У Риты подкосились ноги. Рухнув на кухонную табуретку, машинально продолжая держать трубку около уха, она явственно ощущала, как сердце покрывается ледяной корочкой страха. Вот это да! Это же надо так влипнуть! И в который раз! Теперь прямо хоть на работу не ходи — уволят, на этот раз уже точно!
Тем более что «последнее предупреждение» у нее уже было.
На самом деле Рита Мурашко вовсе не была плохим или нерадивым журналистом. Наоборот, она очень старалась! Но черт его знает, почему все ее старания так часто приводили к обратному результату. Конечно, многое можно было списать на неопытность (журфак Рита Мурашко закончила только в прошлом году), но еще больше начинающей корреспондентке мешали волнение, или то, что в кругах творческой интеллигенции называется «мандраж». Ну разве есть другие объяснения тому, что отличница журфака, неглупая и красивая журналистка Мурашко имела несчастье раз за разом прокалываться на совершенно смехотворных вещах.
— Марго! Бери оператора и срочно дуй в колхоз имени Ильича! — приказывал ей выпускающий редактор, разгоняя рукой клубы дыма от папирос, которые он курил одну за другой. — Там наши агрономы-новаторы какой-то новый вид селекции открыли — картофель выращивают круглогодично прямо в подвале, по два урожая в год снимают. Полтора часа тебе на все про все — и чтобы вечером сюжет об этом был уже в эфире!
Рита бежала искать Ваську Отойди-не-Отсвечивай, хватала микрофон, прыгала в разбитый редакционный «уазик», тряслась по болотистой местности в забытый богом и людьми колхоз, находила новаторов, брала интервью, и… неизбежно портила прекрасный сюжет какой-нибудь своей нелепой фразой.

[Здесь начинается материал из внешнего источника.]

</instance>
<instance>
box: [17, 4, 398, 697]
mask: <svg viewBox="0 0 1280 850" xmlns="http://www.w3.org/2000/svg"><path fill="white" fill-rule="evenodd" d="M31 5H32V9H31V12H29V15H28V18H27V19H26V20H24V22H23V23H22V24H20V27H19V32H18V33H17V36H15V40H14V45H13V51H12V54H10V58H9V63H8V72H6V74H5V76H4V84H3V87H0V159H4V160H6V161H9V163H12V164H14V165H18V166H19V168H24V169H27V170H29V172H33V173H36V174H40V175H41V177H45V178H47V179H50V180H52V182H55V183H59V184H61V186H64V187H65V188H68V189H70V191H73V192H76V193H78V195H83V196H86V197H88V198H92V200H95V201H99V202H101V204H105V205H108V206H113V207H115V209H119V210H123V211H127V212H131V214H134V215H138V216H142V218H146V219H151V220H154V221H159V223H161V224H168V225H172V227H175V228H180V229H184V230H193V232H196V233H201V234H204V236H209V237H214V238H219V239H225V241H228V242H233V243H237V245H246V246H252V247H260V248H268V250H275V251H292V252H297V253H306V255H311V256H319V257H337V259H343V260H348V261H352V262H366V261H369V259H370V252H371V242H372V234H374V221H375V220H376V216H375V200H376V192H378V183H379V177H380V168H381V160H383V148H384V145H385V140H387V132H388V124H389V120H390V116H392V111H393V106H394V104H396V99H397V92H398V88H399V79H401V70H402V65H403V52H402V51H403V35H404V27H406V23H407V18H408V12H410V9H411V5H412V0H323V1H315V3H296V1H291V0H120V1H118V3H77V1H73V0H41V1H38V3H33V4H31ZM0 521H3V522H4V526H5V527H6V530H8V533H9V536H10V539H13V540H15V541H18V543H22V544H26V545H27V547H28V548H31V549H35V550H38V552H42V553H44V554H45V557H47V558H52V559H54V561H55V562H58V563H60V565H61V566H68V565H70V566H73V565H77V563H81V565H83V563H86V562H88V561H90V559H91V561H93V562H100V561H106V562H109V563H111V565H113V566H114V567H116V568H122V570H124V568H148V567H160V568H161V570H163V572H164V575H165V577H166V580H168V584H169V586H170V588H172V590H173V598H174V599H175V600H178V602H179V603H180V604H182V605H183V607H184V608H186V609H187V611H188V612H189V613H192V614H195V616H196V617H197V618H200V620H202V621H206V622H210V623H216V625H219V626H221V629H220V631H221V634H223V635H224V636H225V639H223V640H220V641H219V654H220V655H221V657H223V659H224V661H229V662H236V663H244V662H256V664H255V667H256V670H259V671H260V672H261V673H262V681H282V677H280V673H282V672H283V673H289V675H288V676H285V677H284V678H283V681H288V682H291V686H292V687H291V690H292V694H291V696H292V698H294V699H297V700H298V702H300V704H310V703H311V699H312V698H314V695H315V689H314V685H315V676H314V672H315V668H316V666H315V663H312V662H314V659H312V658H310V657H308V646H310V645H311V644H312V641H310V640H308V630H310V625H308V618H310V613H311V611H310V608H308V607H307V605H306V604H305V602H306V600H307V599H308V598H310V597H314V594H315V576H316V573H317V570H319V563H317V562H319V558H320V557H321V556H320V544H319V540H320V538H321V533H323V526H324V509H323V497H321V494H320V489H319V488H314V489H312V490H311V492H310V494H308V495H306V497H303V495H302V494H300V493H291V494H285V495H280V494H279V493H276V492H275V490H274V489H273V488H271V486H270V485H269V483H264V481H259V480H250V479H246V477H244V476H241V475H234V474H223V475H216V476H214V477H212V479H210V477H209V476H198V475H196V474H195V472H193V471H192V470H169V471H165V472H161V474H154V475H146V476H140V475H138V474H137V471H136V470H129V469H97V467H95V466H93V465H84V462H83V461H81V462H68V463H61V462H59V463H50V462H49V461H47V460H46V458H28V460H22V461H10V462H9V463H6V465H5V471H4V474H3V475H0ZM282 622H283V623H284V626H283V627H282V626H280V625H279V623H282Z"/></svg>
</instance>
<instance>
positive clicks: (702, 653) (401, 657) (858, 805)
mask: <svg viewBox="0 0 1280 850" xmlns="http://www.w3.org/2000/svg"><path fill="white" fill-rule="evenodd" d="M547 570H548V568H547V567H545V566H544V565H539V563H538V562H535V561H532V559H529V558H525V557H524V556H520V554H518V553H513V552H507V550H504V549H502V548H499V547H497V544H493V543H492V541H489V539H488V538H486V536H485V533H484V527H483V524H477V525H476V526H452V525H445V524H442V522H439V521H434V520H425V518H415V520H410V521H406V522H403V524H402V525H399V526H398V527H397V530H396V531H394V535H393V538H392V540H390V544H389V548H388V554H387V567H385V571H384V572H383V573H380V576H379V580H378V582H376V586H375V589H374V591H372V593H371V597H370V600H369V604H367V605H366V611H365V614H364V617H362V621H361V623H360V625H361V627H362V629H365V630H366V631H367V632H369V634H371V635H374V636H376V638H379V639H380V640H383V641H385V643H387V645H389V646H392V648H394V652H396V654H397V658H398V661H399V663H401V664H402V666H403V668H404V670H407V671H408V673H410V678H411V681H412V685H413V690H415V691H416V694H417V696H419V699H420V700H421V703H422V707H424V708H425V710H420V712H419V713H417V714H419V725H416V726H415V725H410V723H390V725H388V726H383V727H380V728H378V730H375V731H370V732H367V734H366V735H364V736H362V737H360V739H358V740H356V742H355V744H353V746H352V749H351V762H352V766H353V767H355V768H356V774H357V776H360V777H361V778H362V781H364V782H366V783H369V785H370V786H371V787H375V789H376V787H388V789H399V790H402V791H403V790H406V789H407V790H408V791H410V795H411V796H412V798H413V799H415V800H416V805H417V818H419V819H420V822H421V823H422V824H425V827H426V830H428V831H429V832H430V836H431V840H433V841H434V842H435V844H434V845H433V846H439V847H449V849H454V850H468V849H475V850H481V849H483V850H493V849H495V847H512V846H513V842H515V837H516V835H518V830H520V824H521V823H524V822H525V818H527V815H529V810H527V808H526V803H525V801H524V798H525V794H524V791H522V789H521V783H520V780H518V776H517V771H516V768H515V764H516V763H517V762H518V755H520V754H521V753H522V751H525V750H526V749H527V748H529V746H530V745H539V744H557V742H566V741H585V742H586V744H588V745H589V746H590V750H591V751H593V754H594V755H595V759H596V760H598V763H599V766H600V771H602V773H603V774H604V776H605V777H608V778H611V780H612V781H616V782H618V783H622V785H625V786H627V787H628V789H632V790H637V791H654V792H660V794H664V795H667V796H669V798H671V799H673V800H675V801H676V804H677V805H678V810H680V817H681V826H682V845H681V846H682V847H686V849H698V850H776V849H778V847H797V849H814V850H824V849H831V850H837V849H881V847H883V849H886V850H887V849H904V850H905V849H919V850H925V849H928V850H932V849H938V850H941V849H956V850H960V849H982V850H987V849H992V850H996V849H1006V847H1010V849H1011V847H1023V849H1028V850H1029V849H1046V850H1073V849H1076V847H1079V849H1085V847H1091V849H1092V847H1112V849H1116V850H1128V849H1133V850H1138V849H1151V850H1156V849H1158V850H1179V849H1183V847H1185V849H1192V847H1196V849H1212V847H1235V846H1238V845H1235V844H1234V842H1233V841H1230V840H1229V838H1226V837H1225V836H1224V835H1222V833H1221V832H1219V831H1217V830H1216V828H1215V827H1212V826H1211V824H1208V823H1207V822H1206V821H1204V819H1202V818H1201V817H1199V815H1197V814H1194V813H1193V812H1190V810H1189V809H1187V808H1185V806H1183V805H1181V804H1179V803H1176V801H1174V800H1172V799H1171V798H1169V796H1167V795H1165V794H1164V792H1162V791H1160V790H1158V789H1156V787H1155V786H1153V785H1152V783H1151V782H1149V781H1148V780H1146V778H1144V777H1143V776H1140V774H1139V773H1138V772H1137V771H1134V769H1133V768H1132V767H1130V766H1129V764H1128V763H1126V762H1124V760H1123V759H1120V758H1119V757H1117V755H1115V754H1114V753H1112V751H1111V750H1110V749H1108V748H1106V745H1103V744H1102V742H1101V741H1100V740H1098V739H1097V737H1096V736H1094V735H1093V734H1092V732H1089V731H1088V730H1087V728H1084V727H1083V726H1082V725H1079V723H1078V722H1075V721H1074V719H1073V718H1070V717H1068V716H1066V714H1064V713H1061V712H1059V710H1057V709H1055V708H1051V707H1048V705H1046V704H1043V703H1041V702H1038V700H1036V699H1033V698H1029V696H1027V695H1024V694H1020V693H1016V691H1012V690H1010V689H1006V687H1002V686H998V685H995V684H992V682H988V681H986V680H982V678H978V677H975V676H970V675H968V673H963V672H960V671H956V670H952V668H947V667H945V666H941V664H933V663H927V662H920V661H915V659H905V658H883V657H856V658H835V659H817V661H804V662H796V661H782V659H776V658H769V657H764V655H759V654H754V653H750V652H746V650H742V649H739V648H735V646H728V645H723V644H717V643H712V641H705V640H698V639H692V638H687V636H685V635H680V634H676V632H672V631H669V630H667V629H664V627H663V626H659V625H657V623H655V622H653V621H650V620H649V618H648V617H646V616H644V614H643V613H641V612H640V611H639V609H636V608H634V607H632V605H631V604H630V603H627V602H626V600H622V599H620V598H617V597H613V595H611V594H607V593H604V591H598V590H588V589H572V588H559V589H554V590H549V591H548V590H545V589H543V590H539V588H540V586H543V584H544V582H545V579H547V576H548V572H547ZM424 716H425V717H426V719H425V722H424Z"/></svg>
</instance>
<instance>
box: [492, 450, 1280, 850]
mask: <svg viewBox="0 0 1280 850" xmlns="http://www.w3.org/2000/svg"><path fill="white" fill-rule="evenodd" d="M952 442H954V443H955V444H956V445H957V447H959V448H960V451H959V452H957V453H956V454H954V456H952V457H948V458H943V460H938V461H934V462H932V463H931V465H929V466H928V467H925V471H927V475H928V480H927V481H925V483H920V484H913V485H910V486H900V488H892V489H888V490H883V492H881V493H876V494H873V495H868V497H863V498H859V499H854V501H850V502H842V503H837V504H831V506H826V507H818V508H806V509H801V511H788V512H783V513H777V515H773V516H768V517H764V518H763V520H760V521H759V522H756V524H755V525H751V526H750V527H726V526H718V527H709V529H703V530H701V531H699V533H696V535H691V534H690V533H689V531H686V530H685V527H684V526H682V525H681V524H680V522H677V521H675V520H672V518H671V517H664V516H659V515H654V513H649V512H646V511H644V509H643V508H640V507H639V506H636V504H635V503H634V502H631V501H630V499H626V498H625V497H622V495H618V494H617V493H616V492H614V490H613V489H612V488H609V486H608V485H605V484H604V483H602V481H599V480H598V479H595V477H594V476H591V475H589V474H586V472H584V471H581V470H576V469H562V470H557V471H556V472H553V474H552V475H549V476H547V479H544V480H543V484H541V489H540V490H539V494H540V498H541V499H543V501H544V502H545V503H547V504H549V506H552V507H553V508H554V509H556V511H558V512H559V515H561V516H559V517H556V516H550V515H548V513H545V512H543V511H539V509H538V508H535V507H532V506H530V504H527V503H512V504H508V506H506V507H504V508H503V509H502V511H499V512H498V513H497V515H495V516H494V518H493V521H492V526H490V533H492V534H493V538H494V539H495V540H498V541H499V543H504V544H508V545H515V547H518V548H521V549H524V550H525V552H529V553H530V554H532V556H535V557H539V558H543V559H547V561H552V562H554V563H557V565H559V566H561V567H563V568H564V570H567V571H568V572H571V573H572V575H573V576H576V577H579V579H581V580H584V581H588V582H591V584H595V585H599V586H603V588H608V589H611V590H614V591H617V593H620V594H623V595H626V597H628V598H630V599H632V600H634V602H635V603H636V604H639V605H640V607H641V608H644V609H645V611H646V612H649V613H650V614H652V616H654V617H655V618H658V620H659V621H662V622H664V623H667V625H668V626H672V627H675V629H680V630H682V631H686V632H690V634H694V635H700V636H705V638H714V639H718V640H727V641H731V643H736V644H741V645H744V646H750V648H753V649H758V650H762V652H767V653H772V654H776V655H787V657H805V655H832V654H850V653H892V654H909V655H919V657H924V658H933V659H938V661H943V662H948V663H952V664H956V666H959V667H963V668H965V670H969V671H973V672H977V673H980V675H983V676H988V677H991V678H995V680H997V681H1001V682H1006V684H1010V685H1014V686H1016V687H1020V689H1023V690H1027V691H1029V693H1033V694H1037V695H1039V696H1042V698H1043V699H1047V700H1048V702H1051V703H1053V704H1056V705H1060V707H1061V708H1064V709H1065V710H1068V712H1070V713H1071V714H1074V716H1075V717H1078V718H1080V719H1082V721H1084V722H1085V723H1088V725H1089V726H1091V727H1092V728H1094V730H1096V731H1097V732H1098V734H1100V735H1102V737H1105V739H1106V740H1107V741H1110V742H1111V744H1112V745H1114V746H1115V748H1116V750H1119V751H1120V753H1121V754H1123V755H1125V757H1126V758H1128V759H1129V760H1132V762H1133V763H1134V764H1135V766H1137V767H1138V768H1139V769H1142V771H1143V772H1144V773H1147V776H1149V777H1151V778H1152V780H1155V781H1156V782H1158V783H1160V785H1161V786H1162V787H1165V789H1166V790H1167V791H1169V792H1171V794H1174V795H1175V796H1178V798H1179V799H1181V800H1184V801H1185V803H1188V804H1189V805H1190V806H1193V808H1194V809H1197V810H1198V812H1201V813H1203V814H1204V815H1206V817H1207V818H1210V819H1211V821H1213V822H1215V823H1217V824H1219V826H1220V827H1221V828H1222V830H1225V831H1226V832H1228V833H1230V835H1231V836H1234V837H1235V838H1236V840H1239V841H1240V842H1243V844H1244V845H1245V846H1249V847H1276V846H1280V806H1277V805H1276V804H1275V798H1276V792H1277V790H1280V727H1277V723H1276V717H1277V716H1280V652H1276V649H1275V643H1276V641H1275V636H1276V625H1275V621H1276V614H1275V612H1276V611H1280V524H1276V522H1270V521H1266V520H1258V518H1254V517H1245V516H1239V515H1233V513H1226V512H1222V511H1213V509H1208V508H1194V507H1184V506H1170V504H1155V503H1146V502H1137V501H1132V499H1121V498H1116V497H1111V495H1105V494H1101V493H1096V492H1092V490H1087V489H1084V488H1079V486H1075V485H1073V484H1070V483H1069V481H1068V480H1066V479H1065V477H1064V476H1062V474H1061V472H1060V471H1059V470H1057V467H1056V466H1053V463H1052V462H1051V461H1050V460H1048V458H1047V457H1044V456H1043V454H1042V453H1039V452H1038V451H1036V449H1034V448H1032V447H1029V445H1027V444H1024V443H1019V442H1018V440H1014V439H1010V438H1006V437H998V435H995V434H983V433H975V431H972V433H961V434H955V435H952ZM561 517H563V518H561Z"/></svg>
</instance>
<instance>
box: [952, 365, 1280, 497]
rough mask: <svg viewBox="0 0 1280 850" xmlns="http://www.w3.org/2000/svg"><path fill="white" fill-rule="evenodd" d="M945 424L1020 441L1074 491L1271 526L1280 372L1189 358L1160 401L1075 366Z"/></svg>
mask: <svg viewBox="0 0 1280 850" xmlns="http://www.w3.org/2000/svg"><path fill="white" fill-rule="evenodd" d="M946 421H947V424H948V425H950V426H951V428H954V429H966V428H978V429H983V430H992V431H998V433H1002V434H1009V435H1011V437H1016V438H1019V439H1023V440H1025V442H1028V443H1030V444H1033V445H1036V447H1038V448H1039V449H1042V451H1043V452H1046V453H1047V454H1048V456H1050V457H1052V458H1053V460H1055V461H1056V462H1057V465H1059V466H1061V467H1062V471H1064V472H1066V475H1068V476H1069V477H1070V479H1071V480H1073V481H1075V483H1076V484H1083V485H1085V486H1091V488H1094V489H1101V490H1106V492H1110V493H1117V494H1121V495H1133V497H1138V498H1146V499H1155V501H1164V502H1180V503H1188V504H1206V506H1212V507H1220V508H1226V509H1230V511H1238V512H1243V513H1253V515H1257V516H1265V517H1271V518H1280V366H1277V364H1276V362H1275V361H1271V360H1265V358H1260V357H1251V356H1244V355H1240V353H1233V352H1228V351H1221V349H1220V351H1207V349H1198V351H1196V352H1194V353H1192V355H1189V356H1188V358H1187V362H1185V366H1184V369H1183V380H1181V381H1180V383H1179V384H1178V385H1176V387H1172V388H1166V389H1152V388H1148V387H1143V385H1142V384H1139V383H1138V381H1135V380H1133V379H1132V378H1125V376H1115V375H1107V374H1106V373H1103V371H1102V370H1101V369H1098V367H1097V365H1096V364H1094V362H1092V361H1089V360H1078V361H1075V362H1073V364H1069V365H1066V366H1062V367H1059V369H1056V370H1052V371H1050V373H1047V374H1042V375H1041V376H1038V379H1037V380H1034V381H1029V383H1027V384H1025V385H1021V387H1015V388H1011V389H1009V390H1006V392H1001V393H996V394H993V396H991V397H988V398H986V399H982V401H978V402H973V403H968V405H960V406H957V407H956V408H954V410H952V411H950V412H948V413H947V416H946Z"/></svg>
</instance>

— Дан старт подземному размножению картошки! — говорила она в микрофон, и студия лежала на столах от смеха, а лысина редактора покрывалась крупным бисером пота.
— Мичурин из тебя не вышел, подруга, — говорил на следующий день шеф-редактор, закуривая очередную папиросу. — Ладно. Попробуй на собачках. В окрестностях города много бродячих псов появилось, есть даже случаи нападения на людей. Сделай проблемный материал.
Рита рыскала по подворотням, выискивала для съемок особенно колоритных псов, больше похожих на волков-мутантов, дозванивалась до ветеринарной службы, тщательно записывала все, что ей там говорили, и… снова становилась посмешищем для своего коллектива, начиная репортаж бодрой фразой:
— Если вам нанесла покус известная собака, то беспокоиться не стоит, а вот если неизвестная…
— Деточка, вот уж не думала, что надо знакомиться с каждой собакой… — невинно округляя плутоватые глаза, удивлялась режиссер монтажа, сорокапятилетняя плоскогрудая Алла, никогда не упускавшая случая выставить Риту круглой дурой. Просто по той причине, что этой Мурашко было двадцать два года, а не сорок пять, за то, что у нее были длинные ноги, высокая грудь, маленький задорный носик, и еще за то, что на Риту заглядывался практически весь мужской коллектив.